During query compilation and execution, SQL Server does not take the time to figure out whether an UPDATE statement will actually change any values or not. It just performs the writes as expected, even if unnecessary.
In the scenario like
update table1 set col1 = 'hello'
you might think SQL won’t do anything, but it will – it will perform all of the writes necessary as if you’d actually changed the value. This occurs for both the physical table (or clustered index) as well as any non-clustered indexes defined on that column. This causes writes to the physical tables/indexes, recalculating of indexes and transaction log writes. When working with large data sets, there is huge performance benefits to only updating rows that will receive a change.
If we want to avoid the overhead of these writes when not necessary we have to devise a way to check for the need to be updated. One way to check for the need to update would be to add something like “where col <> 'hello'.
update table1 set col1 = 'hello' where col1 <> 'hello'
But this would not perform well in some cases, for example if you were updating multiple columns in a table with many rows and only a small subset of those rows would actually have their values changed. This is because of the need to then filter on all of those columns, and non-equality predicates are generally not able to use index seeks, and the overhead of table & index writes and transaction log entries as mentioned above.

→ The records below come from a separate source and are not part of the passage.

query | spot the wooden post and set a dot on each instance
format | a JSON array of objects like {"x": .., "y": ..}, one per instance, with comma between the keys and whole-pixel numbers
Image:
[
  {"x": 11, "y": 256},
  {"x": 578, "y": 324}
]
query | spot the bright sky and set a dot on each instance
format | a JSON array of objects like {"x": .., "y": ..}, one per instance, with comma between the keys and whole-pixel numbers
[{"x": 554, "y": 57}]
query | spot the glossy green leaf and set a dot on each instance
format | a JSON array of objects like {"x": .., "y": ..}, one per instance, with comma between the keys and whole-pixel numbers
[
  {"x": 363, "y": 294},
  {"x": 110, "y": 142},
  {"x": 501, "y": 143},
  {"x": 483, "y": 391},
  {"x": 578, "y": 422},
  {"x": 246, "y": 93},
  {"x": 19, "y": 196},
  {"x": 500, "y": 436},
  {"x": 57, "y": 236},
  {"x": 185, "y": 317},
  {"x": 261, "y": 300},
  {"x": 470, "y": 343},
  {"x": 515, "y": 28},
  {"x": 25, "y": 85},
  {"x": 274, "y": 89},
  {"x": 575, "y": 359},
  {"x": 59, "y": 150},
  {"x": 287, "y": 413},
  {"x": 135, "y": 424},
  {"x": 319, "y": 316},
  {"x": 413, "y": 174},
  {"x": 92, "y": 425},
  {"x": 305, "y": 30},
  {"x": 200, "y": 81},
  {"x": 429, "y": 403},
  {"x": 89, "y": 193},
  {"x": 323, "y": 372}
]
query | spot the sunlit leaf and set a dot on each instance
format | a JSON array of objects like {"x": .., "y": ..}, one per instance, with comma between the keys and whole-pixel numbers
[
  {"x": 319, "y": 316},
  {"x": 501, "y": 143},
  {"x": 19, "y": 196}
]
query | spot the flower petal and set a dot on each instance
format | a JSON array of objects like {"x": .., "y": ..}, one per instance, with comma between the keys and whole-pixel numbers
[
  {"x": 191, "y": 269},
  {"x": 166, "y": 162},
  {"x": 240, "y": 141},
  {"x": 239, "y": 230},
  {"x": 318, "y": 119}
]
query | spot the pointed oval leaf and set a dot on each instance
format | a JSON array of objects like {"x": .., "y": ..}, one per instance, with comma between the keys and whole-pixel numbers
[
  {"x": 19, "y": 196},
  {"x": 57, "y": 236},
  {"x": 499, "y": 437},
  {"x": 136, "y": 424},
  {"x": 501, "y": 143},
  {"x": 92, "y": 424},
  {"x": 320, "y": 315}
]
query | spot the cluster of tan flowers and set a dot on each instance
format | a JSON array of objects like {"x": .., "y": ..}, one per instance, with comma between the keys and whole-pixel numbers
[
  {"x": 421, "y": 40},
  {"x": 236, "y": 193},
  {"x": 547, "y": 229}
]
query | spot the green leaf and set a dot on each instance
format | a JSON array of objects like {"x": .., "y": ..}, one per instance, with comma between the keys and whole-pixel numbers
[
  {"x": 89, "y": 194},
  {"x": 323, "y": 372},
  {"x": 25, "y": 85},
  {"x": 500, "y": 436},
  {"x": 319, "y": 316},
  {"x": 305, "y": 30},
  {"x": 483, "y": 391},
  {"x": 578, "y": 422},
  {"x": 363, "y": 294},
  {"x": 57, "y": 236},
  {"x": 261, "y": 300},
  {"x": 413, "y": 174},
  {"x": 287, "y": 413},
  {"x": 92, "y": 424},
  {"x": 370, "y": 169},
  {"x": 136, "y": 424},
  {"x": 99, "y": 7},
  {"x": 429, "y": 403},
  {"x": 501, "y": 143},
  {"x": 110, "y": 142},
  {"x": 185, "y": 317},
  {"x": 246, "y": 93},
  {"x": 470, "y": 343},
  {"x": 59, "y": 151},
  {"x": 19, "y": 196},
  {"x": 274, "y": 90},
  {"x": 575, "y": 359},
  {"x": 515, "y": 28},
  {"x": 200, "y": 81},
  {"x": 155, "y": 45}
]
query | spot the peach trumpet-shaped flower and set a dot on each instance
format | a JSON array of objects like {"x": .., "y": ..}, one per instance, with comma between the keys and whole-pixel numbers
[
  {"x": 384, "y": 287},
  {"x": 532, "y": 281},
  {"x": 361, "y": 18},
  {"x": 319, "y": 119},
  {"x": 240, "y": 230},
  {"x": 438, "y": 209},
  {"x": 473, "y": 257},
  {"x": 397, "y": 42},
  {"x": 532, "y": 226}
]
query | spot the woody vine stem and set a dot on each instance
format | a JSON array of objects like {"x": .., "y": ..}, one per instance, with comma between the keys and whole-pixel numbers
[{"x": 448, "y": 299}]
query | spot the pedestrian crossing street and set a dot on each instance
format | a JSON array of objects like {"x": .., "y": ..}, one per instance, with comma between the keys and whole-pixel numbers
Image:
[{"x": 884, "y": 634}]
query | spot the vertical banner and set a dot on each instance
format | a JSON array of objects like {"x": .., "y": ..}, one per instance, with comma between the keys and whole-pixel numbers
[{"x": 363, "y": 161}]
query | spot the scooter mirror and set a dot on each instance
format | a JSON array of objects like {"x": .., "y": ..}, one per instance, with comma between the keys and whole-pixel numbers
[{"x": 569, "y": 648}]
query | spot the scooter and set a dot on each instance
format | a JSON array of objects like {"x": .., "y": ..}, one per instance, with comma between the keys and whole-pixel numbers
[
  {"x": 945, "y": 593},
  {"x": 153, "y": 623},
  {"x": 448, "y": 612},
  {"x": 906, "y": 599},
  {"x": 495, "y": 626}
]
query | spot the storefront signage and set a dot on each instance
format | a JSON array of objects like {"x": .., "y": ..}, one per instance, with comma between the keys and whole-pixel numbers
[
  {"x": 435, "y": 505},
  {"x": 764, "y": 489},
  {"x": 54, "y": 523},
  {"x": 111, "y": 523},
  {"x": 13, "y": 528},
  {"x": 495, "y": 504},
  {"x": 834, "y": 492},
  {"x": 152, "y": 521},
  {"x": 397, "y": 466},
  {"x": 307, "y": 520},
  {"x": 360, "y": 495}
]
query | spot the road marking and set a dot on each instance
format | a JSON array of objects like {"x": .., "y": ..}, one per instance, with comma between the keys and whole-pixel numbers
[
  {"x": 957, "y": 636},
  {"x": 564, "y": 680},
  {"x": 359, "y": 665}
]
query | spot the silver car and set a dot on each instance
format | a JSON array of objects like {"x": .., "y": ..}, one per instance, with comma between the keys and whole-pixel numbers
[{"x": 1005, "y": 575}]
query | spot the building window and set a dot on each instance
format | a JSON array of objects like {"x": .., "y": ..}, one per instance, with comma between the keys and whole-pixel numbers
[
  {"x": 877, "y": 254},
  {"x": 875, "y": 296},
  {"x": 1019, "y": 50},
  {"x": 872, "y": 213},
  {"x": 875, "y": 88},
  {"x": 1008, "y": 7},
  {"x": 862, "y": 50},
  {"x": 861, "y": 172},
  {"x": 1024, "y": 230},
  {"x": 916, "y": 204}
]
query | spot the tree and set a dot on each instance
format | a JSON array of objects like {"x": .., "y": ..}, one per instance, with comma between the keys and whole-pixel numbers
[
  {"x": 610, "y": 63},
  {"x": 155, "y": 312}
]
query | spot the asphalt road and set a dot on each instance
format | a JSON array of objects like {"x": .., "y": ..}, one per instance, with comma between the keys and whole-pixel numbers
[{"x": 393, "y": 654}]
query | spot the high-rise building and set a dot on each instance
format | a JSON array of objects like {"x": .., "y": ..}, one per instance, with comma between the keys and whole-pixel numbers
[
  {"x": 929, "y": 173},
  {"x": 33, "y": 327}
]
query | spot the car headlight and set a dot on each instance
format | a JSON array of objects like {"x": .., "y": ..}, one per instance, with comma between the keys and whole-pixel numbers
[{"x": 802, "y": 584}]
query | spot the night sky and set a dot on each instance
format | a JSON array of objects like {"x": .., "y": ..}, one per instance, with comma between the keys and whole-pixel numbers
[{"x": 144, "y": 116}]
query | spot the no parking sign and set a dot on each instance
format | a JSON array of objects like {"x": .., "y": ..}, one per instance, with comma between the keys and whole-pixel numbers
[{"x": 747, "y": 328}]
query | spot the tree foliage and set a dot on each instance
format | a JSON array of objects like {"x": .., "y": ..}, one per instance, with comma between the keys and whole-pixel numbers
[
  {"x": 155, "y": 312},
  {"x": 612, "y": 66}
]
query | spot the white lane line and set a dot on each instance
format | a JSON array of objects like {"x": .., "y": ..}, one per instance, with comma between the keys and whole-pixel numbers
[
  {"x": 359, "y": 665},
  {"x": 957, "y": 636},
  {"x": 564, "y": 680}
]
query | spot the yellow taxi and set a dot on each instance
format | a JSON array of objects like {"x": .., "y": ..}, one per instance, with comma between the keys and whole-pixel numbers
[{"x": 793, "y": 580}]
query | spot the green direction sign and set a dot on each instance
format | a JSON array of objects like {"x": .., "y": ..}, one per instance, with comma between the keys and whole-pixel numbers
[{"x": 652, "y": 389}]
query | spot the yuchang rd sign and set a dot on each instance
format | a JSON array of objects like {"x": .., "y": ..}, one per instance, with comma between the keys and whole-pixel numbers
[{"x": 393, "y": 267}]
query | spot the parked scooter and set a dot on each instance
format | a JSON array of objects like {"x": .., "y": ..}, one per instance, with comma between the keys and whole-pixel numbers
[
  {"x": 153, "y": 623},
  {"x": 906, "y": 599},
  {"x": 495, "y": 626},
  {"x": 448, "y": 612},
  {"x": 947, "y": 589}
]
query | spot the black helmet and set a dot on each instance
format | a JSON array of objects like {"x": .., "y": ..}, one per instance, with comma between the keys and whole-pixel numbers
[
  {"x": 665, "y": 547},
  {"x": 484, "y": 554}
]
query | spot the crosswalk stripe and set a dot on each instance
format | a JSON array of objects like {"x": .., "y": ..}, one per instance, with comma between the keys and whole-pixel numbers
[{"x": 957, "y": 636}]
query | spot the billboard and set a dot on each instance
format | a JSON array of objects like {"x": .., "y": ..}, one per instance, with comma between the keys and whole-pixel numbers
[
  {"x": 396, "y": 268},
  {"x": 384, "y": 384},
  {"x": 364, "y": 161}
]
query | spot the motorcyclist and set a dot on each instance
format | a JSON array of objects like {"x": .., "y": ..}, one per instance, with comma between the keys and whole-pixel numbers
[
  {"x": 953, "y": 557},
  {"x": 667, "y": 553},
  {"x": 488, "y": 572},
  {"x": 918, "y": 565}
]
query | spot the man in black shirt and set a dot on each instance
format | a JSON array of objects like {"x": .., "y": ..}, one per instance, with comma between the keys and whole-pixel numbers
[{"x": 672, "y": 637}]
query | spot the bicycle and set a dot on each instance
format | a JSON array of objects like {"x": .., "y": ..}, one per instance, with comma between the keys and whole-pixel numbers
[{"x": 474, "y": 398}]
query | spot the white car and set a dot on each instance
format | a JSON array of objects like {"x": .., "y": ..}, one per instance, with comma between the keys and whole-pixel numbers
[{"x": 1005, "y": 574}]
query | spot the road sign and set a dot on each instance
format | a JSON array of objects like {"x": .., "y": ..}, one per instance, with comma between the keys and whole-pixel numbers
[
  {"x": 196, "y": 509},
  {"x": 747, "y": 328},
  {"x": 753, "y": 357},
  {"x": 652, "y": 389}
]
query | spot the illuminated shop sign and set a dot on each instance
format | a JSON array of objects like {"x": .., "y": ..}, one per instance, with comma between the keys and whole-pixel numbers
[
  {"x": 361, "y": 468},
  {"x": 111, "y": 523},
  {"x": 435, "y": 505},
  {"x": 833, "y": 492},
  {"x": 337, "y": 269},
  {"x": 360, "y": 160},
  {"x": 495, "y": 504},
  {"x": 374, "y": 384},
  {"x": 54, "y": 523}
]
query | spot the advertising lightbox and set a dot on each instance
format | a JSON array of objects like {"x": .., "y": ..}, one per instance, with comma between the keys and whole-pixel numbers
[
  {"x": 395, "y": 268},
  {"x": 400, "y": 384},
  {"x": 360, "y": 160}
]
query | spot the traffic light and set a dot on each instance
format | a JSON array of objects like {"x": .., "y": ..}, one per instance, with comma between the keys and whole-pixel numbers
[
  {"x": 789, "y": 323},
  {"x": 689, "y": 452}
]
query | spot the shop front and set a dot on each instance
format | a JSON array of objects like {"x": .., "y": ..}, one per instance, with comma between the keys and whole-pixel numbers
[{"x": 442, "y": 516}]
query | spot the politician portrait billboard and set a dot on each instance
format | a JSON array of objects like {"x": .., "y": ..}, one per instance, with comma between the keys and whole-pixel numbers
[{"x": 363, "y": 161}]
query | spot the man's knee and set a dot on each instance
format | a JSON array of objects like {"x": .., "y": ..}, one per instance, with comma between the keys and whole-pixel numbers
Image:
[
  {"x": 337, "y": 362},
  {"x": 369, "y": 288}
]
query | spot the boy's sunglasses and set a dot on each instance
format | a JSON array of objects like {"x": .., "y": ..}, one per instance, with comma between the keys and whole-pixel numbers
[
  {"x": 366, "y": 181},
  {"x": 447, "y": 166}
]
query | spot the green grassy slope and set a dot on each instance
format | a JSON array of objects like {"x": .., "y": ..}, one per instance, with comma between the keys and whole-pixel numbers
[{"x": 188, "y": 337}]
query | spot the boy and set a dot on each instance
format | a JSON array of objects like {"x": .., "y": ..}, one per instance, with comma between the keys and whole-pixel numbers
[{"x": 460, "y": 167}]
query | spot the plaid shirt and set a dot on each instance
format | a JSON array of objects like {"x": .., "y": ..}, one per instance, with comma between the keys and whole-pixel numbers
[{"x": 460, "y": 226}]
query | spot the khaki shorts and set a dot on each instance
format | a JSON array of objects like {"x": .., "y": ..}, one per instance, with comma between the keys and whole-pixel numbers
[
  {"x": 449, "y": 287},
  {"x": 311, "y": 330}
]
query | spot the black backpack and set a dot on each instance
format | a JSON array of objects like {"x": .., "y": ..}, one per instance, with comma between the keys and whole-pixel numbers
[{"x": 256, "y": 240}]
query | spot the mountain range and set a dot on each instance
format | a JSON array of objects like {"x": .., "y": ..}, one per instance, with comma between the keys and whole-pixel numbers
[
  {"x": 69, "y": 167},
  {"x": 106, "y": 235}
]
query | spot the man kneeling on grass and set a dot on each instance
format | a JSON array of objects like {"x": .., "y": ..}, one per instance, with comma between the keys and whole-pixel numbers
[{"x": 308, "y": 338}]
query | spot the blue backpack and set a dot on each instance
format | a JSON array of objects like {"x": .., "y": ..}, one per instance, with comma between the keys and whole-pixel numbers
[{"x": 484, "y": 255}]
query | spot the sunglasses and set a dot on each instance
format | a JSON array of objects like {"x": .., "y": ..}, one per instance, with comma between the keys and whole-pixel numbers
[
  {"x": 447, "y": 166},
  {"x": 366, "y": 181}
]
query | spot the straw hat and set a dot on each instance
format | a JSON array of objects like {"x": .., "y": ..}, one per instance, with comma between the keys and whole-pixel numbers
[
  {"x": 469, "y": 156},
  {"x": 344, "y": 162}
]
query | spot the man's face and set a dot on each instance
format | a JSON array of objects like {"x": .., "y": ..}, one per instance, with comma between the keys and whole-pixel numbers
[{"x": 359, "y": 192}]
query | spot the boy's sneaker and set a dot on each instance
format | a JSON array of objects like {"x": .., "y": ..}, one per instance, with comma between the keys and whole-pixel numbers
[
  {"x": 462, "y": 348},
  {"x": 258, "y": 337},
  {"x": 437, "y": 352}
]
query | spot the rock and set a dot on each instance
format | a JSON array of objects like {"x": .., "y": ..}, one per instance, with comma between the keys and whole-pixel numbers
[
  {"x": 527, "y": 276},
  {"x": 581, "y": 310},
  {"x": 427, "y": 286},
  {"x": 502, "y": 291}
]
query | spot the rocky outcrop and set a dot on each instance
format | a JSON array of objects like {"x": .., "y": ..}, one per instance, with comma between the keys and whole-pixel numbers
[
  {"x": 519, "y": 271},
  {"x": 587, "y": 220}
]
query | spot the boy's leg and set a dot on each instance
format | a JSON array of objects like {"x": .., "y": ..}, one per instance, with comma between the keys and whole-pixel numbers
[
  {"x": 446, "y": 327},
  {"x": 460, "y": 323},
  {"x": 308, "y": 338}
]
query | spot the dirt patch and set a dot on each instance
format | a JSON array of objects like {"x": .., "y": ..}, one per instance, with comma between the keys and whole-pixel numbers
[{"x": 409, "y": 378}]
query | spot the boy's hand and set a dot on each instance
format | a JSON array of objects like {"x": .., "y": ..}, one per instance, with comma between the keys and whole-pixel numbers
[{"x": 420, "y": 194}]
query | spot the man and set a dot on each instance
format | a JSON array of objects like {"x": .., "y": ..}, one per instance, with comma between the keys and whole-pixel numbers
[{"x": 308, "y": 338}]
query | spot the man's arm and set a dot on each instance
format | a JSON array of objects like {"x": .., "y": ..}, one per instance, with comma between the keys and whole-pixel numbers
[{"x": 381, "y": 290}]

But there is a much better alternative using a combination of an EXISTS clause with an EXCEPT clause. The idea is to compare the values in the destination row to the values in the matching source row to determine if an update is actually needed. Look at the modified query below and examine the additional query filter starting with EXISTS. Note how inside the EXISTS clause the SELECT statements have no FROM clause. That part is particularly important because this only adds on an additional constant scan and a filter operation in the query plan (the cost of both is trivial). So what you end up with is a very lightweight method for determining if an UPDATE is even needed in the first place, avoiding unnecessary write overhead.
update table1 set col1 = 'hello'
/* AVOID NET ZERO CHANGES */
where exists
(
/* DESTINATION */
select table1.col1
except
/* SOURCE */
select col1 = 'hello'
)
This looks overly complicated vs checking for updates in a simple WHERE clause for the simple scenerio in the original question when you are updating one value for all rows in a table with a literal value. However, this technique works very well if you are updating multiple columns in a table, and the source of your update is another query and you want to minimize writes and transaction logs entries. It also performs better than testing every field with <>.
A more complete example might be
update table1
set col1 = 'hello',
col2 = 'hello',
col3 = 'hello'
/* Only update rows from CustomerId 100, 101, 102 & 103 */
where table1.CustomerId IN (100, 101, 102, 103)
/* AVOID NET ZERO CHANGES */
and exists
(
/* DESTINATION */
select table1.col1
table1.col2
table1.col3
except
/* SOURCE */
select z.col1,
z.col2,
z.col3
from #anytemptableorsubquery z
where z.CustomerId = table1.CustomerId
)